The role of the eyelashes

The fine hairs that grow at the eyelid perform several functions. Even though they are often regarded as an emphasis of beauty, their primary function is to protect the eyes from small particles such as dust, sand or debris from entering and harming the eye.

Their secondary function is to provide a danger warning. Highly sensitive to touch, they provide a warning that an object may be too close to the eye. In this regard, they perform a similar function to whiskers on many animals, including cats and dogs. So, you can think of the eyelashes as the protective ‘gatekeeper’ of the eye.

How do eyelashes grow?

The eyelashes of the embryo develop between the 22nd and 26th week of pregnancy. Later in life, they can take around 7 to 8 weeks to grow back if they are pulled out.

Eyelash health

While eyelashes may seem to be less complex than the eye itself, there are a number of health problems associated with eyelashes.

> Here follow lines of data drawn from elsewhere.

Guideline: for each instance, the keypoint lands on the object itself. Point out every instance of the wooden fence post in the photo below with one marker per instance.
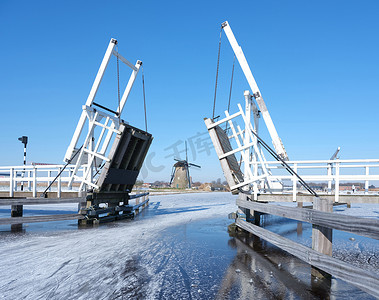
(299, 229)
(322, 236)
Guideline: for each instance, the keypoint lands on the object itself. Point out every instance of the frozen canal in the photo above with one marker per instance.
(178, 248)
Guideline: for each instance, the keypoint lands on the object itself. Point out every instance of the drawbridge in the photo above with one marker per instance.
(249, 173)
(102, 162)
(259, 182)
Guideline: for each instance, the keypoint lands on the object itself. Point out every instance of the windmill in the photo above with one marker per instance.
(180, 177)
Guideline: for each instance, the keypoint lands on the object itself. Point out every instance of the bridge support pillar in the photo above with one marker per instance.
(322, 237)
(16, 211)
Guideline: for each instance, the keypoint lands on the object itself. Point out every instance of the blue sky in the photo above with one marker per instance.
(316, 64)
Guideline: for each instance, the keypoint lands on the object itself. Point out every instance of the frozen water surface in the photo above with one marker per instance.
(177, 248)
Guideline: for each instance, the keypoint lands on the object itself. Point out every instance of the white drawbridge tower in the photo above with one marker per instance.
(251, 172)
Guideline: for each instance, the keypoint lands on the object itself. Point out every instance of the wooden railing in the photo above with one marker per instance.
(323, 222)
(36, 179)
(331, 172)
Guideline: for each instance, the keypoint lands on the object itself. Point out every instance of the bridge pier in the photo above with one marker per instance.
(16, 211)
(322, 238)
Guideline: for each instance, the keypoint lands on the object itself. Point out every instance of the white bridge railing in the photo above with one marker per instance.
(36, 178)
(332, 172)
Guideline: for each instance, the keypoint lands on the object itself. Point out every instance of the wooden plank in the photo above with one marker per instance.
(35, 219)
(373, 199)
(138, 195)
(35, 201)
(322, 236)
(19, 194)
(365, 280)
(361, 226)
(141, 204)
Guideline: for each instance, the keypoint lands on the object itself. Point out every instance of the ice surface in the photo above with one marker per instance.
(177, 248)
(122, 259)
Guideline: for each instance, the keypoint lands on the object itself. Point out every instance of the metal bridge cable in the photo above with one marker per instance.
(218, 65)
(231, 83)
(118, 88)
(288, 168)
(68, 162)
(144, 97)
(230, 90)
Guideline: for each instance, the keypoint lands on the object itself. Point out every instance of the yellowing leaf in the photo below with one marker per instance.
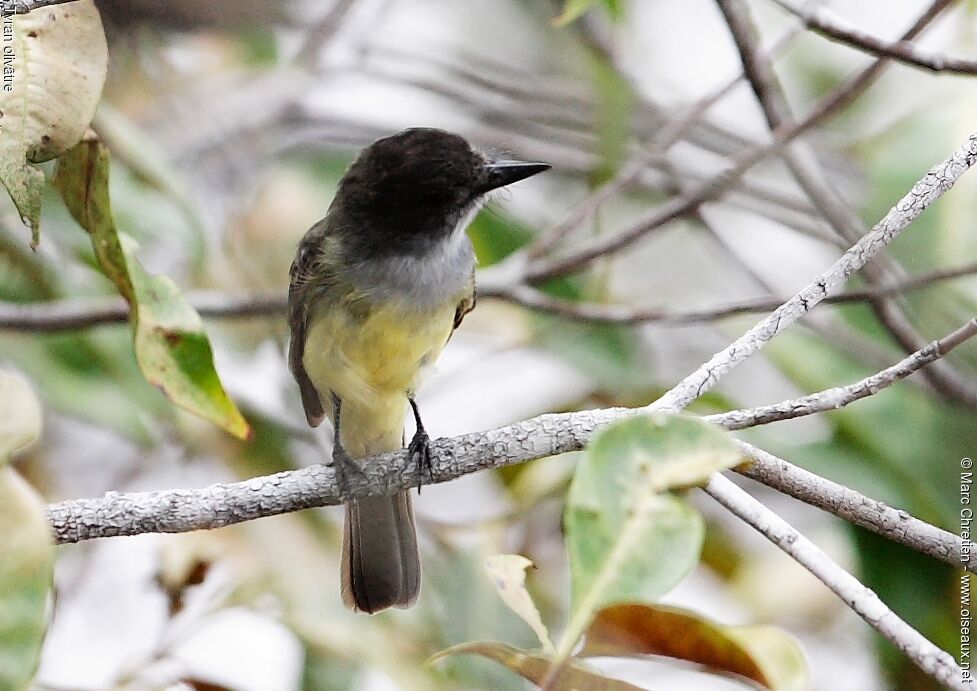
(537, 667)
(54, 65)
(508, 573)
(628, 537)
(26, 549)
(171, 346)
(763, 654)
(20, 415)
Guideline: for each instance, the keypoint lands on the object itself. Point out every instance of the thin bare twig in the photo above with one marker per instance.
(81, 313)
(833, 27)
(804, 166)
(627, 314)
(322, 31)
(931, 187)
(832, 399)
(678, 207)
(931, 659)
(895, 524)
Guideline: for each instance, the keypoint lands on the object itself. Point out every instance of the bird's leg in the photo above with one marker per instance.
(341, 461)
(419, 449)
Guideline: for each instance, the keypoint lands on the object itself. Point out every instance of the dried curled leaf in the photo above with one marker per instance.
(54, 65)
(508, 573)
(26, 549)
(763, 654)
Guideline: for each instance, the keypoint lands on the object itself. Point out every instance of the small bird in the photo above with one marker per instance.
(377, 288)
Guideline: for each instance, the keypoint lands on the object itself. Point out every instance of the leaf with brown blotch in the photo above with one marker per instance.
(172, 348)
(763, 654)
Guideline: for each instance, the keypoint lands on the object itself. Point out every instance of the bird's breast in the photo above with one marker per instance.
(368, 352)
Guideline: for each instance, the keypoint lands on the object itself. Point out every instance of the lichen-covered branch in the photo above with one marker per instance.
(931, 187)
(937, 663)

  • Blepharitis (Blephars is Greek for eyelash): an irritation of the lid area, where eyelashes join the eyelid. When the eyelids are red, itchy and the skin becomes flaky, the eyelashes may fall out.
  • Madarosis: the loss of eyelashes.
  • Trichiasis: ingrown eyelashes.
  • Distichiasis: abnormal growth of lashes in a specific area of the eyelid.
  • Parasites: eyelashes can become infected with a parasitic crab louse.
  • Stye (or external hordeolum): a purulent inflammation of infected eyelash follicles, surrounding sebaceous glands of the lid margin.
  • Demodex (or Demodioc Folliculorum): this is a small mite that lives harmlessly in eyelashes and other hair follicles. Surprisingly, it’s estimated that 98% of people have these mites, although would be unaware of their presence.
  • Trichotillomania: a disorder that urges the patient to pull out eyelashes, scalp hair or other hair on the body.


We may take eyelashes for granted, but they are very important for the proper function of the eye. So, the next time you put mascara on or stare in the mirror, give a thought to these fluttering little wonders.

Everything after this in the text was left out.